My first instinct upon login was to figure out how the structure worked. I guess it is only natural that with CMS systems like these that there’s and inherent lingo that goes along with them. With WordPress, I’m used to lingo like widgets, posts and pages. In Joomla, I’m dealing with articles (posts), components (?), modules (widgets?) and plugins.

At this point, I don’t have a lot of time to dive into the documentation to figure out what’s what, but I figured it can’t be that hard to figure out how this works, right? Boy was I wrong.

As far as I can tell, there’s almost no intuitive interfaces in this whole mess of menus and action buttons. I would kill to be able to juggle around modules and article blocks in a drag and drop interface. Or even have an opportunity to make sense of the source code. But it seems I’m relegated to reordering elements manually and attempting to decipher this smorgasbord of menus and submenus.

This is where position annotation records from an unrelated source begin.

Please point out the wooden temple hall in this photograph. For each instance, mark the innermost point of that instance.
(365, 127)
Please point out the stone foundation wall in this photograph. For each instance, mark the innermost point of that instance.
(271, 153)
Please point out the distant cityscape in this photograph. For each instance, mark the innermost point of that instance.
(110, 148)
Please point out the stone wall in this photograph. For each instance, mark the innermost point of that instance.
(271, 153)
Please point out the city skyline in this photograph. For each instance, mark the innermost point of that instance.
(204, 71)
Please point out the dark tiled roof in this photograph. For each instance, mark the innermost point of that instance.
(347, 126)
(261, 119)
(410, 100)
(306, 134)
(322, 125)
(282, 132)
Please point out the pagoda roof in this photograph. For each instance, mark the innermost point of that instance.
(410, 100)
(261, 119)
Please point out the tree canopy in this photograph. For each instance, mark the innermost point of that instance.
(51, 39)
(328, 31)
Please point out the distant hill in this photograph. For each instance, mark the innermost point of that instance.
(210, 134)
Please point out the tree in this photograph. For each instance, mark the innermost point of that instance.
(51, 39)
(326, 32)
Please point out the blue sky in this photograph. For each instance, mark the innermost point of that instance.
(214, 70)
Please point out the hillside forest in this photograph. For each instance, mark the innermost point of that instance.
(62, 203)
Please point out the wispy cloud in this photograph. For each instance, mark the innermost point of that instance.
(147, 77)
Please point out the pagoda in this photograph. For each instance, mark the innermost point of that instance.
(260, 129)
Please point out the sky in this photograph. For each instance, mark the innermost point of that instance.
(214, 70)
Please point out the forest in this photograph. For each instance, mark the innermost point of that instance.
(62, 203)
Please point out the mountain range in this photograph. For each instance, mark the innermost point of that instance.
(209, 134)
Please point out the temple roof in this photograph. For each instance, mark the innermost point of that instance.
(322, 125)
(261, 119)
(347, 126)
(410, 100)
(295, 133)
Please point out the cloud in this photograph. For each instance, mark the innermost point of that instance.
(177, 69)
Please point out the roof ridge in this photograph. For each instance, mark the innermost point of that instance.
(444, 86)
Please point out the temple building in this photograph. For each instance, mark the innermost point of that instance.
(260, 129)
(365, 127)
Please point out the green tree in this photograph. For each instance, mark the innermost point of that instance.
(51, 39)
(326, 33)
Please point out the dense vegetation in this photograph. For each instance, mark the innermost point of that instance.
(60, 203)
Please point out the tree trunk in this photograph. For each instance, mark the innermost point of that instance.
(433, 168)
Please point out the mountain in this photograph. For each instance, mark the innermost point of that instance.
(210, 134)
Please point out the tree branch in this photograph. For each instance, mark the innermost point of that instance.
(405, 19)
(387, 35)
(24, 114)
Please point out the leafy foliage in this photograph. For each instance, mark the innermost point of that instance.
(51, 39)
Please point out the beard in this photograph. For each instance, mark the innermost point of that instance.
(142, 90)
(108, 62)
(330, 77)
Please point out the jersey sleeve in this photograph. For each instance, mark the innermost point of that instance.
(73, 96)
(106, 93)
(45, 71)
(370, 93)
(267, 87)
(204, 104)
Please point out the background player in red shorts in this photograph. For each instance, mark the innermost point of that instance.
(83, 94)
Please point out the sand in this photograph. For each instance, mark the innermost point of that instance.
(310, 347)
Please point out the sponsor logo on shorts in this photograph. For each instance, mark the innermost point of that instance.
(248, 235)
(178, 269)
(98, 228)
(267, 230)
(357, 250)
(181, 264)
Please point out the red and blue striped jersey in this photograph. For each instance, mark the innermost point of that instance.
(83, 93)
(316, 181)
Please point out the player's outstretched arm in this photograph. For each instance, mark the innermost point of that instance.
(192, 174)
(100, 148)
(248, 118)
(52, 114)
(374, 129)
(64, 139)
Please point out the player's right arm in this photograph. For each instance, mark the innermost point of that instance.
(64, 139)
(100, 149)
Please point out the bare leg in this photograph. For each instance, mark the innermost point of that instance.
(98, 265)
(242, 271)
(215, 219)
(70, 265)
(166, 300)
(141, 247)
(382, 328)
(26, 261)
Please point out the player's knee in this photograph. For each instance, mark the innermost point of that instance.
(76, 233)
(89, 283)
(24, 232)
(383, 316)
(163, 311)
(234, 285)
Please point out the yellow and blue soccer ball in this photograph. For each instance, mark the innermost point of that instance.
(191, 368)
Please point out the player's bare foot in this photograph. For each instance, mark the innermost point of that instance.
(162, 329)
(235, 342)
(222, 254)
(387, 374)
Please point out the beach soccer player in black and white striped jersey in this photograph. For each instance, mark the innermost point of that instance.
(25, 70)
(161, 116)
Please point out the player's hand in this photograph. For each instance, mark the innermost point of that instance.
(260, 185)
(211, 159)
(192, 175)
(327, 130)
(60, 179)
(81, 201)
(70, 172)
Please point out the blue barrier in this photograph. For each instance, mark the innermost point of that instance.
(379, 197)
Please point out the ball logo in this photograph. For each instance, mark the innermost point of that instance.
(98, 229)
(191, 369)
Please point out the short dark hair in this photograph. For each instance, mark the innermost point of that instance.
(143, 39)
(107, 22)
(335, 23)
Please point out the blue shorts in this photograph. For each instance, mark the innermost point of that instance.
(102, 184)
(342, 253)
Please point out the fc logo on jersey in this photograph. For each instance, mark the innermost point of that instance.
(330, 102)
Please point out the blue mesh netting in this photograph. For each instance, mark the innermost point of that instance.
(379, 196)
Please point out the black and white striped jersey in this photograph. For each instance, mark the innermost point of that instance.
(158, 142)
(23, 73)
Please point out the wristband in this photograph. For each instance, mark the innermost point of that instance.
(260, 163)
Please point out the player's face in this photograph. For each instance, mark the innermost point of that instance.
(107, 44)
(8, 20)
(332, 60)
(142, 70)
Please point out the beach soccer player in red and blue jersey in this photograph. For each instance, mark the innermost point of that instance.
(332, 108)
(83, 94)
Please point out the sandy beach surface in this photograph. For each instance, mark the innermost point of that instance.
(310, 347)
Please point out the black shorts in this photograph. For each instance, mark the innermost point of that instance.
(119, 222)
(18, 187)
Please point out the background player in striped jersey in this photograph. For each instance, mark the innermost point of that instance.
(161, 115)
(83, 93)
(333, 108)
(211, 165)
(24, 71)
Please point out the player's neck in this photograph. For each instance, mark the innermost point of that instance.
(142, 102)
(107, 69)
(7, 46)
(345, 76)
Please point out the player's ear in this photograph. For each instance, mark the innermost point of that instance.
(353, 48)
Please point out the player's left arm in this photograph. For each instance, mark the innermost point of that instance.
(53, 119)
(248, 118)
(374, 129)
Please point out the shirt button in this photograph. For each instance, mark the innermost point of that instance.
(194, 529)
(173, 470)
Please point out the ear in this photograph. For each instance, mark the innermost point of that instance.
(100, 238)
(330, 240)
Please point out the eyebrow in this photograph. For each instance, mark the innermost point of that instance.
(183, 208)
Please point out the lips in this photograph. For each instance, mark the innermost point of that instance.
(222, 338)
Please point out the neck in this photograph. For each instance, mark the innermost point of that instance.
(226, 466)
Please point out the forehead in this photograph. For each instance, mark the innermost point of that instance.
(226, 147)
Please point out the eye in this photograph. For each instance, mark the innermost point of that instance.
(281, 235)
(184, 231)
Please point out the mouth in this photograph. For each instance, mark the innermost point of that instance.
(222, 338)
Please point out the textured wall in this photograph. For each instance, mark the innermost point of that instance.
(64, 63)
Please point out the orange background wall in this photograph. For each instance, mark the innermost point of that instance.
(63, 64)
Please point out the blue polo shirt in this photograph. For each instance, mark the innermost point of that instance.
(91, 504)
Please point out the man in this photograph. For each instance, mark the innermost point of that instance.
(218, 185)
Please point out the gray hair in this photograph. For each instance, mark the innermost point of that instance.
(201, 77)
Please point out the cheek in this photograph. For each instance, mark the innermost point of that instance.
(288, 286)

I thought the WordPress Media Library needed work, but Joomla Media Manager takes the cake. There’s no capability to select a group of images (or any other media) all at once. You CAN upload many at a time, but you have to add them to the queue one at a time. What a bore. Isn’t this supposed to be fun?

I could keep writing all day about the frustrations I had using Joomla but I won’t. I’ll just offer some advice to those folks, take a look at what Drupal and WordPress have been doing and take a lot of notes. Because your CMS needs a lot of work.